Cette décennie explore tous les niveaux de la transformation. D’un côté, un livre très personnel comme Trouver son génie (2005) propose à chacun de valoriser ses talents singuliers. De l’autre, face aux crises financière et écologique, j’écris Au-delà de la crise financière (2011) et Les voies de la résilience (2012). Le point de convergence de tous ces fils est le lancement en 2012 du projet « Design me a planet », une plateforme d’innovation ouverte pour co-créer des solutions aux défis planétaires. Cet engagement s’incarne aussi dans mes responsabilités académiques, comme la direction de l’Institut International de Prospective sur les Ecosystèmes Innovants à l’Université Catholique de Lille à partir de 2014.


2015-2025 : L’écosystème, nouvelle unité de civilisation


Ma recherche se cristallise autour d’un concept central : l’écosystème innovant. Je publie Les écosystèmes innovants (2019) puis Innovation Ecosystems: The Future of Civilizations and the Civilization of the Future (2022), voyant dans ces réseaux d’interactions créatrices la clé de notre avenir. En 2024, avec Carine Dartiguepeyrou, nous offrons un manuel opérationnel : La prospective en action. Aujourd’hui, mon travail se nourrit toujours de ce dialogue entre l’intuition d’artiste et la rigueur du chercheur.

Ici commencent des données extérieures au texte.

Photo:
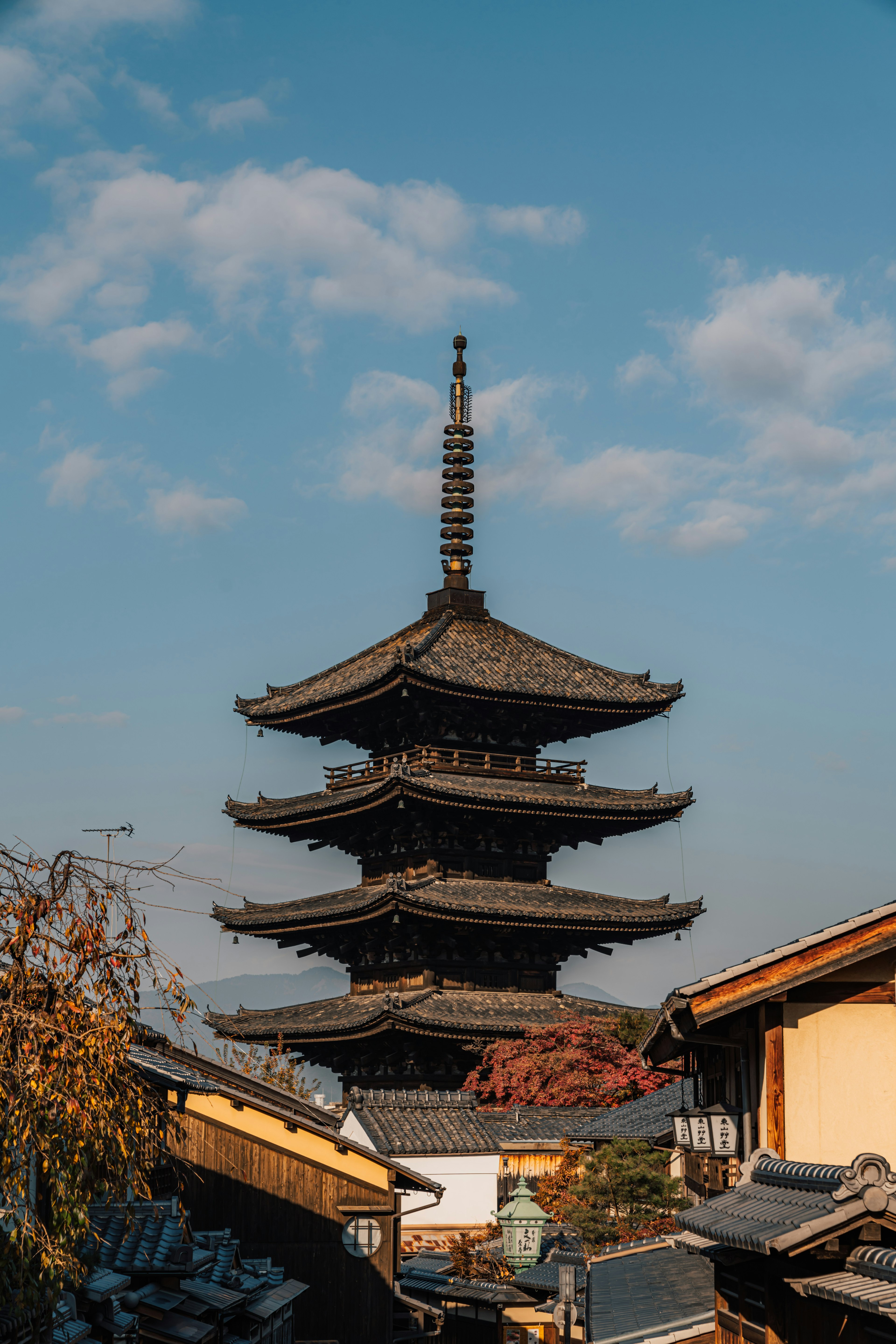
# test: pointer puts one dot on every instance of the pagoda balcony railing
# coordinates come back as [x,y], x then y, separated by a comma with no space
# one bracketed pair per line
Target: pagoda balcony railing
[452,761]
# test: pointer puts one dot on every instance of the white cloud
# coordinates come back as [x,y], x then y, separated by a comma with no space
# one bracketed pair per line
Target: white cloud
[718,525]
[299,243]
[187,509]
[127,347]
[123,351]
[393,456]
[72,476]
[21,76]
[112,720]
[150,99]
[66,19]
[539,224]
[781,342]
[644,369]
[232,116]
[797,444]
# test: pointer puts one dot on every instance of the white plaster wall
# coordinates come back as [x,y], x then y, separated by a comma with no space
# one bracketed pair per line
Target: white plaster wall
[355,1132]
[840,1081]
[471,1189]
[469,1179]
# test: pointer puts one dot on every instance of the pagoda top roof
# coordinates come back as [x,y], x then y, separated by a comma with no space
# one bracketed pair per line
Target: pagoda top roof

Je continue d’animer des rencontres prospectives sur des sujets brûlants, comme la géopolitique des semi-conducteurs, car comprendre les « forces longues » derrière l’actualité chaotique est plus nécessaire que jamais.


Mon fil conducteur : Qu’il s’agisse de peindre, d’écrire sur le management, de réfléchir aux vagues civilisationnelles ou d’imaginer des villes régénératives, je n’ai jamais cessé de faire la même chose : essayer de percevoir les connections invisibles qui transforment notre monde, et proposer des voies pour y participer de manière créative et responsable. C’est cette quête d’une vision intégrale qui relie toutes les décennies de mon parcours.